A second later, Caruso said “This looks like murder, Frank.”
It’s not just the ‘money’ lines of dialogue he re-crafts; it’s all of it – from the minor bits of exposition to the major speeches. High minded critics might dismiss that as egotism and bad celebrity behavior, but it’s hard to argue with results. Whether you’re cheering for him or laughing at him, Caruso is a singular presence on television. What he’s created in Horatio Caine is singular; even if it will be parodied for years, he’s achieved something unique. It took three decades for Shatner’s overacting Kirk to gain icon status, something Caruso attained in less than three years. There isn’t another television star who divides the audience so sharply, and is watched by both ends of the spectrum.
The rest of CSI: Miami is held together purely by Caine’s gravity. In the last few years, there have been serial killers, doomed romances, murdered wives, lost sons, pregnancy scares, undercover moles, a long lost brother, kidnappings, amnesia, gambling problems, drug possession, and most recently, an extradition to Brazil that have plagued the forensic team outside their caseload. The stories are ludicrous, and the presented motives for murder are nearly nonsensical. Caruso’s hyper-solemn manner destroys any need for plausibility. Nobody watches this show for content – it’s all the style.
There isn’t a better looking show on prime-time, high-definition television than CSI: Miami. The fictional Miami is a volatile city of gold, exploding with impossibly over-saturated color.
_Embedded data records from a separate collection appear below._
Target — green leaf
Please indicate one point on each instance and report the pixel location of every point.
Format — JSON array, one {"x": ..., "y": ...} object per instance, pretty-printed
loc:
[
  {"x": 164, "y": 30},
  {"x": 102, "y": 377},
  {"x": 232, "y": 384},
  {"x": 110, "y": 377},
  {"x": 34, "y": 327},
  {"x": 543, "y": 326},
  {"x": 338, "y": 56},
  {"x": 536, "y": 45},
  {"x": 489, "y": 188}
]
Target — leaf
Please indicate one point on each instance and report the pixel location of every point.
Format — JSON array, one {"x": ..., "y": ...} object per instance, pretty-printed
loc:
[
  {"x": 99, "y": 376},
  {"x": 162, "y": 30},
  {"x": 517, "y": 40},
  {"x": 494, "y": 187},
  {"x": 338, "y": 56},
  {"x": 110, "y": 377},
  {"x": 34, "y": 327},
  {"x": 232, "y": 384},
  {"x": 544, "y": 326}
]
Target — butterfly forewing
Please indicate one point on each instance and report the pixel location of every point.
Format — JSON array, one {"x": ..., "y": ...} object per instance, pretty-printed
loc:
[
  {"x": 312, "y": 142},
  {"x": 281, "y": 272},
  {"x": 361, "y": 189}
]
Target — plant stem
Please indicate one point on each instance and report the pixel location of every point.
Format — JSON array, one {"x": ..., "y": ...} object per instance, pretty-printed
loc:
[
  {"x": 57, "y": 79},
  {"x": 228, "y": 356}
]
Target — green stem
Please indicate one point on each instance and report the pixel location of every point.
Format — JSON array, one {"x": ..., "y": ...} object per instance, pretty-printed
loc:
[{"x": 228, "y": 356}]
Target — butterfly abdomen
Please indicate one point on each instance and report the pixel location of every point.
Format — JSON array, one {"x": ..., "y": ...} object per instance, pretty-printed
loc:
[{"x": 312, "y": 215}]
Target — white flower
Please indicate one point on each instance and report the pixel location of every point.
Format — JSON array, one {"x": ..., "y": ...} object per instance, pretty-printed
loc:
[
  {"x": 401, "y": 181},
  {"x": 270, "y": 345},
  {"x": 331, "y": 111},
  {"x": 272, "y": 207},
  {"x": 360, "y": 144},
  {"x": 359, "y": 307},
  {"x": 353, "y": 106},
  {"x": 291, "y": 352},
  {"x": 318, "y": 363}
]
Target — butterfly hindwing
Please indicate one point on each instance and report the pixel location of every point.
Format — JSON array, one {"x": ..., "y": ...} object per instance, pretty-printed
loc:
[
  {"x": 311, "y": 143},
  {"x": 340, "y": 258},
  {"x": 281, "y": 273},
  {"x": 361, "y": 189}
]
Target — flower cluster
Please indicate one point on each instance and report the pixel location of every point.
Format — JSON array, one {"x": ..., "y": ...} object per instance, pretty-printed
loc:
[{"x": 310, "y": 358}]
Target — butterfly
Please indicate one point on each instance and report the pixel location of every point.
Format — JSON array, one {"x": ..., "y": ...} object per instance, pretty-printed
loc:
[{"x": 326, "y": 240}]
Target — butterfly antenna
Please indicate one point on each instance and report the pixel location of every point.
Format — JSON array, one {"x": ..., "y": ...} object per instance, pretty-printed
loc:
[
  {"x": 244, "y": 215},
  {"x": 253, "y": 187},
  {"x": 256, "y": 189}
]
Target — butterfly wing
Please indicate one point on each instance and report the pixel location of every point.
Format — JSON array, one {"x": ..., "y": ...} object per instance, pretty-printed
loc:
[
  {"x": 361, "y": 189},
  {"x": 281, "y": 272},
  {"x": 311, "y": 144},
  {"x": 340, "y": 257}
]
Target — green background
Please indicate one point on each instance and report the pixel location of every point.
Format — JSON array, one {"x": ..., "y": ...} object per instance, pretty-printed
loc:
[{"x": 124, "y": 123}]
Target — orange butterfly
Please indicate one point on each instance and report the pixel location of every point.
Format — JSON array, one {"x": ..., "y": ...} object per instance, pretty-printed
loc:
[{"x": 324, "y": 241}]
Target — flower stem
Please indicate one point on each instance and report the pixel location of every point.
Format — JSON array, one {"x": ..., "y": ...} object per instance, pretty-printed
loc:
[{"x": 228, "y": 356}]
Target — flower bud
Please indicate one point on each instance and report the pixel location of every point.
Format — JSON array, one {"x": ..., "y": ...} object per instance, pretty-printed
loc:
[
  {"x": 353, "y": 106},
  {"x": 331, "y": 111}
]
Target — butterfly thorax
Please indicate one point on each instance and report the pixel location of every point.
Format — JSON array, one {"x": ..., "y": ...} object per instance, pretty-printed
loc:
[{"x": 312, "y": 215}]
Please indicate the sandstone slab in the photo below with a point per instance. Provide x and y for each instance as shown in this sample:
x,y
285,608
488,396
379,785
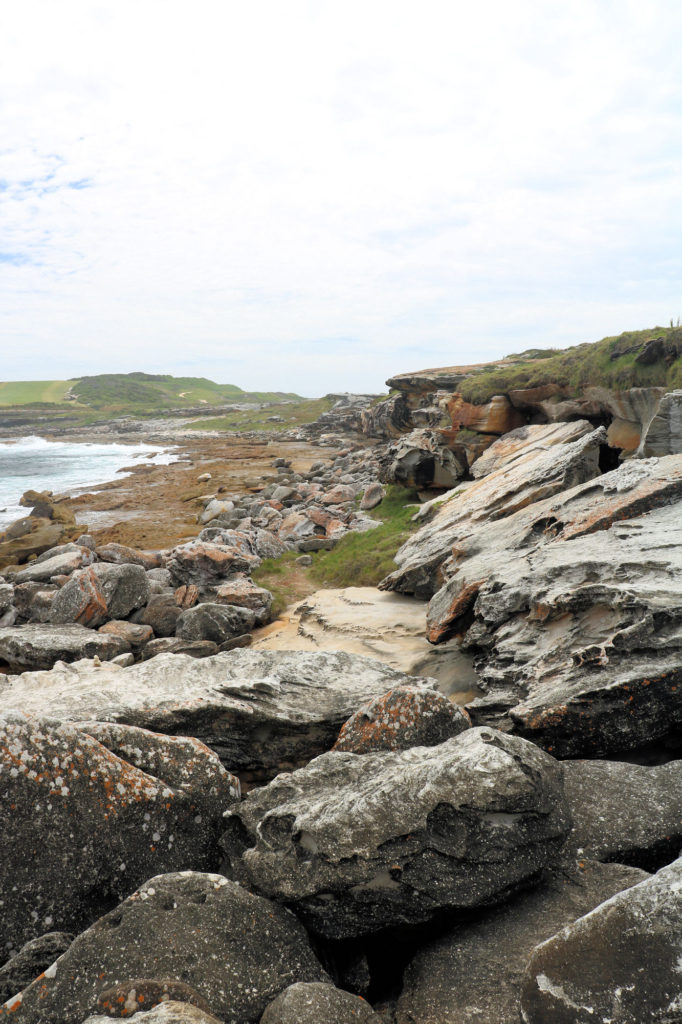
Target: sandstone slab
x,y
263,712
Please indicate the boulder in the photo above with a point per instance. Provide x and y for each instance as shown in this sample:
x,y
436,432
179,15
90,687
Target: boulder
x,y
620,963
120,554
60,564
243,592
406,716
162,613
315,1003
623,812
263,712
473,973
357,844
36,646
175,645
206,564
214,622
170,1012
125,588
81,600
534,476
238,950
90,811
31,961
135,636
373,496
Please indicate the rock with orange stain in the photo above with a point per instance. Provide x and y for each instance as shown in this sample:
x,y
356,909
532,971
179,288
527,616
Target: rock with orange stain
x,y
357,844
496,417
236,949
403,717
89,811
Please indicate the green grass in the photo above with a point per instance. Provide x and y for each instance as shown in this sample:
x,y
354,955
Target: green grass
x,y
610,363
29,392
293,414
357,560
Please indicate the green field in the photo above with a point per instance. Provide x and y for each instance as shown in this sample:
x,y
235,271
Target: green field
x,y
29,392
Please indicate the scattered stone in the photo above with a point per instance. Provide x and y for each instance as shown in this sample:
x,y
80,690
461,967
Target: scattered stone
x,y
315,1003
356,844
36,646
620,963
95,809
238,950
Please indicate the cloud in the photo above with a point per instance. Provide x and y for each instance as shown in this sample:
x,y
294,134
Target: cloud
x,y
309,194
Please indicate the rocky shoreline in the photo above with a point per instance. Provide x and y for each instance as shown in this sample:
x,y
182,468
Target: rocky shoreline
x,y
244,833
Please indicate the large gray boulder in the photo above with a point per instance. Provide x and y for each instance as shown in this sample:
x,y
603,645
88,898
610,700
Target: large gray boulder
x,y
37,646
473,973
358,843
627,813
262,712
314,1003
88,812
621,963
238,950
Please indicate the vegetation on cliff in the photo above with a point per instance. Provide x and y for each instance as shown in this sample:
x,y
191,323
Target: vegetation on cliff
x,y
635,358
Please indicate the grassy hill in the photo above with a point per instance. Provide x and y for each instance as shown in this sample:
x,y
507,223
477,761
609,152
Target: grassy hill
x,y
135,393
636,358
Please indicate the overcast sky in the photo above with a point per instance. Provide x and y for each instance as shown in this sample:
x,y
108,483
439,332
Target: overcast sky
x,y
313,196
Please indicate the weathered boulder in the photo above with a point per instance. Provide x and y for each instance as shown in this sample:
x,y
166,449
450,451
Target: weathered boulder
x,y
473,974
81,600
140,994
36,646
89,811
31,961
64,563
170,1012
535,475
263,712
238,950
664,435
315,1003
406,716
136,636
620,963
356,844
242,591
125,588
627,813
120,554
206,564
214,622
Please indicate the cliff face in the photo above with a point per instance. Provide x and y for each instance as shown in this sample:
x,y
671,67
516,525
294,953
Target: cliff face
x,y
617,383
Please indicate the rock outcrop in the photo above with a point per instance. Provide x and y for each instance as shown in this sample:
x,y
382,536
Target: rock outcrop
x,y
358,843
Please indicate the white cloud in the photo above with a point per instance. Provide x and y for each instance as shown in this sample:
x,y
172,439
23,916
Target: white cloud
x,y
313,196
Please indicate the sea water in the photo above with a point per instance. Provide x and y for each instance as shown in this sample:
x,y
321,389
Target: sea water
x,y
33,463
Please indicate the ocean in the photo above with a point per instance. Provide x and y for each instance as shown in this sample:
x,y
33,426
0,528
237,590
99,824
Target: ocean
x,y
33,463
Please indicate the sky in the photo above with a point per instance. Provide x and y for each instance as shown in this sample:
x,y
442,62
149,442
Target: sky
x,y
312,196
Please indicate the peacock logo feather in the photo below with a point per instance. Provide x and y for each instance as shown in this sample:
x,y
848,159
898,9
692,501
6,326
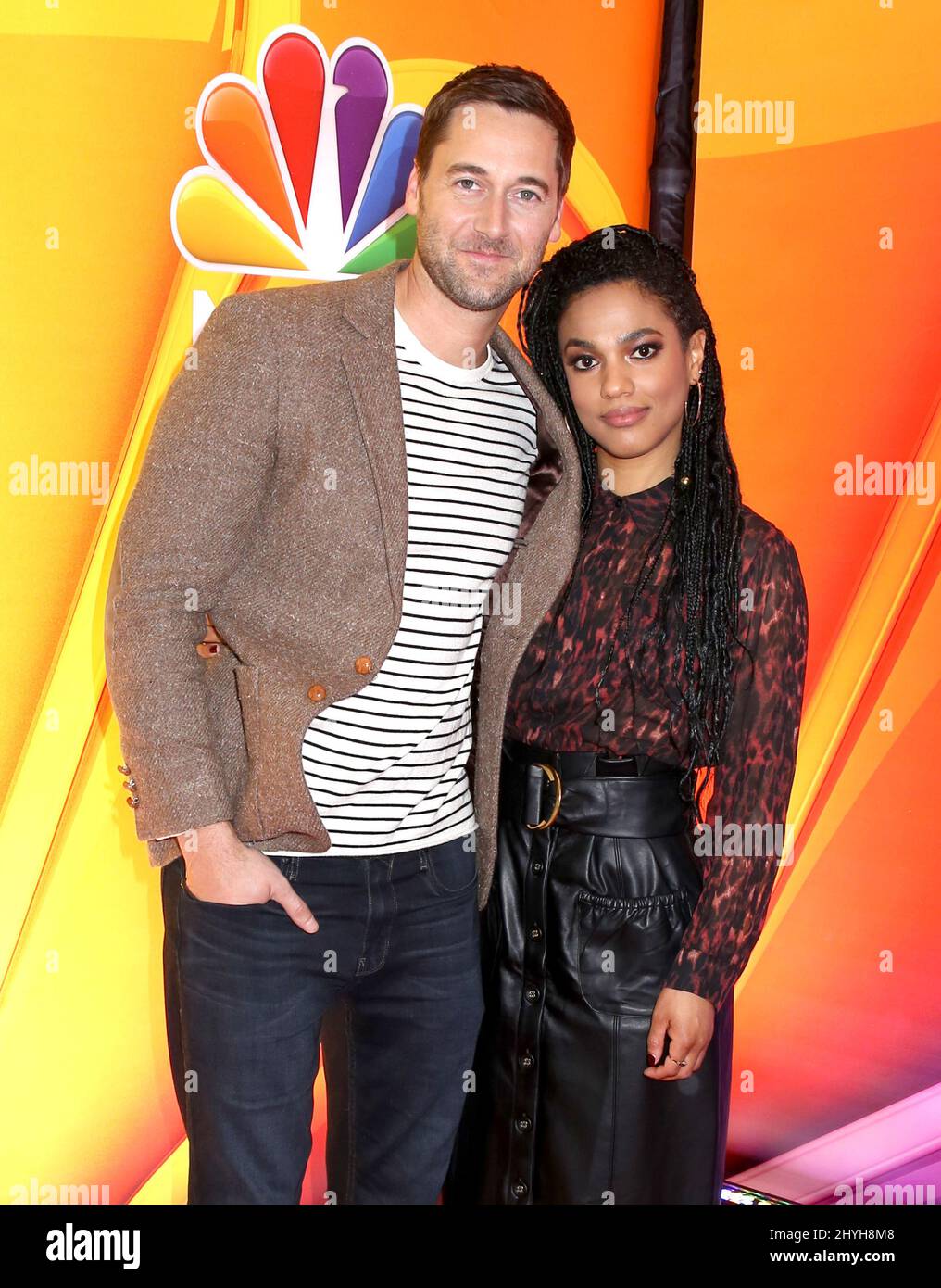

How many police labs in America are suffused with lime green and tangerine orange lighting? How many coroners show up at crime scenes in white linen suits and four inch heels? It’s a glamorous, immigrant’s dream of Miami… blending Scarface, telenovellas, and slavish celebrity worship into a modern mélange. Much as Dallas epitomized wealth and success in the '80s and Beverly Hills, 90210 did in the '90s, CSI: Miami is a vision of how the "have-nots" dream life is like for the "haves".
Television is essentially where America dreams, and embodying the roiling, contradictory desires of the national subconscious is a far more difficult task than it appears. The failed attempts are too numerous to count, and CSI: Miami couldn’t be a success if it didn’t inspire such divisive attitudes. Love it or hate it, you can’t argue against the quality.